Megan Cummings and I, week 11, week 12, weeks 13 - 26. A year passed and we never saw the Koenig or Shuttle 3 again. It turned out that Wilbur had made a run for it, but since we had cannibalized the ship for parts, that once his Oxy processor started to fail, he could not repair it. The shuttle was found three years later, floating dead in space. Meanwhile, Megan and I set up a "home" on this moon, as best we could. We had to deal with some strange wind storms at times and even a period where our fresh water supply dried up for days at a time. We survived, but I wouldn't call it living. These months were terribly desolate for us. Having trained and reached for the stars, we found ourselves grounded in the middle of nowhere, literally, for what looked to be the rest of our lives. I can tell you that I had thoughts of killing myself during this time, but something was holding me back... someone.

 

Megan Cummings and I, year 2. Try as we could to lay in stock for bad times, it was never more than a few days worth of food and water that we could hoard at any one time. We were constantly foraging for sustenance and the days, months stretched on. We had given up hope of ever being rescued, but we couldn't give up hope on living. It turned out that we did have one thing, in abundance, each other. Our respect for each other and our strengths grew, as the time went on and before we knew what we were doing, we had fallen into the rhythm of an old, married couple, at the ripe old age of 24. We provided each other with a sustenance that went beyond food and water and that was all that kept us from deciding to give up altogether.

 

Megan Cummings and I, beginning of year 3, it finally happened. I had fallen down a pathway that I had walked for years and banged up my left leg pretty good. It was not healing well and I noticed the horrible smell of gangrene from the wound. Megan did not want to cut off my leg, as we had minimal medical supplies, if I were to bleed out, but we had no choice. The last thing I remember is passing out from the pain as she used the last phaser we had as a cauterizing cutter. I don't know the details beyond that, but another ship had finally been sent to map the same area of the quadrant as we had and look at the surprise they found.
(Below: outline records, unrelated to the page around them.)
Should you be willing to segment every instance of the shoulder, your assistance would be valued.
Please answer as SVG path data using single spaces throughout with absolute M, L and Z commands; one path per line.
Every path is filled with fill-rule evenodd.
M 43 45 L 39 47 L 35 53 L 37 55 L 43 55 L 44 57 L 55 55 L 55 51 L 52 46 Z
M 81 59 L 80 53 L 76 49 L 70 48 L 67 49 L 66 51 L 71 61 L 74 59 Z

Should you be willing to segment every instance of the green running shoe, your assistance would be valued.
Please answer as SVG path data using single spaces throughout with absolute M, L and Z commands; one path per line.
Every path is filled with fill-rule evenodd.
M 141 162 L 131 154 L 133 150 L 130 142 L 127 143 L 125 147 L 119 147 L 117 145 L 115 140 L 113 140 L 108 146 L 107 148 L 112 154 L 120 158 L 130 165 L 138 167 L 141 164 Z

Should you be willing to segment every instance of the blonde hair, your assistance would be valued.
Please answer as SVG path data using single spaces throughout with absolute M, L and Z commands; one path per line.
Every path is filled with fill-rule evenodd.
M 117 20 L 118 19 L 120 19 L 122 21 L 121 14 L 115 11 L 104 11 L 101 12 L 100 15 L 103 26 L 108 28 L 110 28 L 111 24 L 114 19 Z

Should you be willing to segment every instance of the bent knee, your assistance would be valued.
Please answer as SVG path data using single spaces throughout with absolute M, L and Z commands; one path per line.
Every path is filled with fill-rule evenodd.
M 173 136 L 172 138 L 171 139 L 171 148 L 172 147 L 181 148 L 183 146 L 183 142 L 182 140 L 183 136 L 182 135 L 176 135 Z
Megan had not gotten to the bone or major artery in my leg yet, so it was able to be saved, but I always joked with her later about her special straight-line tattoo that she gave me in our underground love nest.

 

My youth was lost on that moon, my eagerness for exploration, my zeal for doing the "Right thing" all the time. A too-cynical person would wonder if Special Ops planned it all along. The perfect training ground for the cold, methodical commander, who followed orders because they were orders. Megan and I both excelled at Special Ops until the events at the Lincoln outpost, when I lost her. Some of her is still here, in Margaux, but it's just not the same... never going to be the same desperate, desirous, delicate, dangerous love that we had down there. That moon stole SO much from me, and here I sit, aboard the Manticore, two million lightyears from home and I can't help but be frightened. I cannot go through this again, no matter how many people are with me. I can't sanction Garnoopy's destruction of a sector, but there HAS to be a way!